Re: [PATCH 6/6] shmem: add large folios support to the write path

Yosry Ahmed <yosryahmed@xxxxxxxxxx> · Tue, 19 Sep 2023 14:51:40 -0700

On Tue, Sep 19, 2023 at 2:47 PM Luis Chamberlain <mcgrof@xxxxxxxxxx> wrote:
>
> On Tue, Sep 19, 2023 at 09:00:16AM -0700, Yosry Ahmed wrote:
> > On Tue, Sep 19, 2023 at 6:27 AM Daniel Gomez <da.gomez@xxxxxxxxxxx> wrote:
> > >
> > > On Mon, Sep 18, 2023 at 11:55:34AM -0700, Yosry Ahmed wrote:
> > > > On Mon, Sep 18, 2023 at 1:00 AM Daniel Gomez <da.gomez@xxxxxxxxxxx> wrote:
> > > > >
> > > > > On Fri, Sep 15, 2023 at 11:26:37AM -0700, Yosry Ahmed wrote:
> > > > > > On Fri, Sep 15, 2023 at 2:51 AM Daniel Gomez <da.gomez@xxxxxxxxxxx> wrote:
> > > > > > >
> > > > > > > Add large folio support for shmem write path matching the same high
> > > > > > > order preference mechanism used for iomap buffered IO path as used in
> > > > > > > __filemap_get_folio().
> > > > > > >
> > > > > > > Use the __folio_get_max_order to get a hint for the order of the folio
> > > > > > > based on file size which takes care of the mapping requirements.
> > > > > > >
> > > > > > > Swap does not support high order folios for now, so make it order 0 in
> > > > > > > case swap is enabled.
> > > > > >
> > > > > > I didn't take a close look at the series, but I am not sure I
> > > > > > understand the rationale here. Reclaim will split high order shmem
> > > > > > folios anyway, right?
> > > > >
> > > > > For context, this is part of the enablement of large block sizes (LBS)
> > > > > effort [1][2][3], so the assumption here is that the kernel will
> > > > > reclaim memory with the same (large) block sizes that were written to
> > > > > the device.
> > > > >
> > > > > I'll add more context in the V2.
> > > > >
> > > > > [1] https://protect2.fireeye.com/v1/url?k=a80aab33-c981be05-a80b207c-000babff9b5d-b656d8860b04562f&q=1&e=46666acf-d70d-4e8d-8d00-b027808ae400&u=https%3A%2F%2Fkernelnewbies.org%2FKernelProjects%2Flarge-block-size
> > > > > [2] https://protect2.fireeye.com/v1/url?k=3f753ca2-5efe2994-3f74b7ed-000babff9b5d-e678f885471555e3&q=1&e=46666acf-d70d-4e8d-8d00-b027808ae400&u=https%3A%2F%2Fdocs.google.com%2Fspreadsheets%2Fd%2Fe%2F2PACX-1vS7sQfw90S00l2rfOKm83Jlg0px8KxMQE4HHp_DKRGbAGcAV-xu6LITHBEc4xzVh9wLH6WM2lR0cZS8%2Fpubhtml%23
> > > > > [3] https://lore.kernel.org/all/ZQfbHloBUpDh+zCg@xxxxxxxxxxxxxxxxxxx/
> > > > > >
> > > > > > It seems like we only enable high order folios if the "noswap" mount
> > > > > > option is used, which is fairly recent.

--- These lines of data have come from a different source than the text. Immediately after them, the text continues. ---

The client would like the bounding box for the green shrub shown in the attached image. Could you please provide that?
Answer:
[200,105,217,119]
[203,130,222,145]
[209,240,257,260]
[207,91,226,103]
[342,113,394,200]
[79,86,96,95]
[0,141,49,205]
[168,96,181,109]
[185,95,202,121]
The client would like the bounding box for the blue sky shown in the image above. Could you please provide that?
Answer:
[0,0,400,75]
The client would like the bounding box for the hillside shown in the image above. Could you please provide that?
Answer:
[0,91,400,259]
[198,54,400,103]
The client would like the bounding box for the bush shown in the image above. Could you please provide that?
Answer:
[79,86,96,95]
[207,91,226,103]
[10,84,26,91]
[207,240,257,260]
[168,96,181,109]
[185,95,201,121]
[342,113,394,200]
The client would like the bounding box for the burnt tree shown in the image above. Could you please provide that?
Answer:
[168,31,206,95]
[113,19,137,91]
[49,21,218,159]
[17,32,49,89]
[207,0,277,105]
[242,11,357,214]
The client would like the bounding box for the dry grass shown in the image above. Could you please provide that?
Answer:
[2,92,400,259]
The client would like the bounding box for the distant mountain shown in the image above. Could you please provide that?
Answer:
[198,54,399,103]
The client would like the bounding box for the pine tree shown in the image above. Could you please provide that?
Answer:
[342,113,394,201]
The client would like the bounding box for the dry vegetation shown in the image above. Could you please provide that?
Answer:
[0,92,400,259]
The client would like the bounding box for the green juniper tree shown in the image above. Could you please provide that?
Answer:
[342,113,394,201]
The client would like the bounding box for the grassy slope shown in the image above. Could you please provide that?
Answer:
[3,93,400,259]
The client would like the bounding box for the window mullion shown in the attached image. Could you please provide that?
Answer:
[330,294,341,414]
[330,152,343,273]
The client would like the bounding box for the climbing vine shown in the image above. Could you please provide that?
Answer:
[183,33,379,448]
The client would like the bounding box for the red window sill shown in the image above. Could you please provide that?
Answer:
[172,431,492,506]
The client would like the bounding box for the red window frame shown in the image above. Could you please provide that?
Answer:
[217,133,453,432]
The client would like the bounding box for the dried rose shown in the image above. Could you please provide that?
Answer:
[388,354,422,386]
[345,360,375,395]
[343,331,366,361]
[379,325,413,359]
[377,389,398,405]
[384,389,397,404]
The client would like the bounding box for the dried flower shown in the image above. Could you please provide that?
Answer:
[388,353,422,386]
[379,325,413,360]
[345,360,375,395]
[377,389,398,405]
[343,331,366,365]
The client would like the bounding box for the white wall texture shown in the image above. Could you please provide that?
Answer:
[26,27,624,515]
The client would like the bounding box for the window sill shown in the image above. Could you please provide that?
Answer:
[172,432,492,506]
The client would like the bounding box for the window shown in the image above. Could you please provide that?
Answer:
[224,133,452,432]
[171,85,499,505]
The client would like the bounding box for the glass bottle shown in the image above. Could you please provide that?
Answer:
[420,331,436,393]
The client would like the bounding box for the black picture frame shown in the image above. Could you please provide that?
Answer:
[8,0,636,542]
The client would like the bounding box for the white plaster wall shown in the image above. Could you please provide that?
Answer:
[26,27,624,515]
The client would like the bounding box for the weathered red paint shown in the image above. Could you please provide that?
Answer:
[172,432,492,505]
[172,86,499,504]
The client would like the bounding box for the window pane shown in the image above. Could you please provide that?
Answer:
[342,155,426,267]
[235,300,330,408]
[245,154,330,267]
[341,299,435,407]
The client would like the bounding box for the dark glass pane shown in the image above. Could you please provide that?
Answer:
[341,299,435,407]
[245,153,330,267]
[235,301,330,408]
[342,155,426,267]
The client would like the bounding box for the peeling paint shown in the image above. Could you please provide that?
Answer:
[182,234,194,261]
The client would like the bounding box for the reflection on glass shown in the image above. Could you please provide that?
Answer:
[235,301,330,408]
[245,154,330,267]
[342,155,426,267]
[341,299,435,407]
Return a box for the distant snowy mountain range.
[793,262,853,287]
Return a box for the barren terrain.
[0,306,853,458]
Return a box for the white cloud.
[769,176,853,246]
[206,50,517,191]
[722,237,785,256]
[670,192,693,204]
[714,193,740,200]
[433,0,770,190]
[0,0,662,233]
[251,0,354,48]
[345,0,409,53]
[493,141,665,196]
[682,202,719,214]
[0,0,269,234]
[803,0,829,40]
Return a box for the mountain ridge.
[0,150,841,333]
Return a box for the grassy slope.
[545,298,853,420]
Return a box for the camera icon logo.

I doubt it is widely used.
> > > > >
> > > > > For now, I skipped the swap path as it currently lacks support for
> > > > > high order folios. But I'm currently looking into it as part of the LBS
> > > > > effort (please check spreadsheet at [2] for that).
> > > >
> > > > Thanks for the context, but I am not sure I understand.
> > > >
> > > > IIUC we are skipping allocating large folios in shmem if swap is
> > > > enabled in this patch. Swap does not support swapping out large folios
> > > > as a whole (except THPs), but page reclaim will split those large
> > > > folios and swap them out as order-0 pages anyway. So I am not sure I
> > > > understand why we need to skip allocating large folios if swap is
> > > > enabled.
> > >
> > > I lifted noswap condition and retested it again on top of 230918 and
> > > there is some regression. So, based on the results I guess the initial
> > > requirement may be the way to go. But what do you think?
> > >
> > > Here the logs:
> > > * shmem-large-folios-swap: https://gitlab.com/-/snippets/3600360
> > > * shmem-baseline-swap : https://gitlab.com/-/snippets/3600362
> > >
> > > -Failures: generic/080 generic/126 generic/193 generic/633 generic/689
> > > -Failed 5 of 730 tests
> > > \ No newline at end of file
> > > +Failures: generic/080 generic/103 generic/126 generic/193 generic/285 generic/436 generic/619 generic/633 generic/689
> > > +Failed 9 of 730 tests
> > > \ No newline at end of file
> > > >
> >
> > I am not really familiar with these tests so I cannot really tell
> > what's going on. I can see "swapfiles are not supported" in the logs
> > though, so it seems like we are seeing extra failures by just lifting
> > "noswap" even without actually swapping. I am curious if this is just
> > hiding a different issue, I would at least try to understand what's
> > happening.
> >
> > Anyway, I don't have enough context here to be useful. I was just
> > making an observation about reclaim splitting shmem folios to swap
> > them out as order-0 pages, and asking why this is needed based on
> > that. I will leave it up to you and the reviewers to decide if there's
> > anything interesting here.
>
> The tests which are failing seem be related to permissions, I could not
> immediate decipher why, because as you suggest we'd just be doing the
> silly thing of splitting large folios on writepage.
>
> I'd prefer we don't require swap until those regressions would be fixed.
>
> Note that part of the rationale to enable this work is to eventually
> also extend swap code to support large order folios, so it is not like
> this would be left as-is. It is just that it may take time to resolve
> the kinks with swap.
>
> So I'd stick to nowap for now.
>
> The above tests also don't stress swap too, and if we do that I would
> imagine we might see some other undesirable failures.
>
>  Luis

I thought we already have some notion of exercising swap with large
shmem folios from THPs, so this shouldn't be new, but perhaps I am
missing something.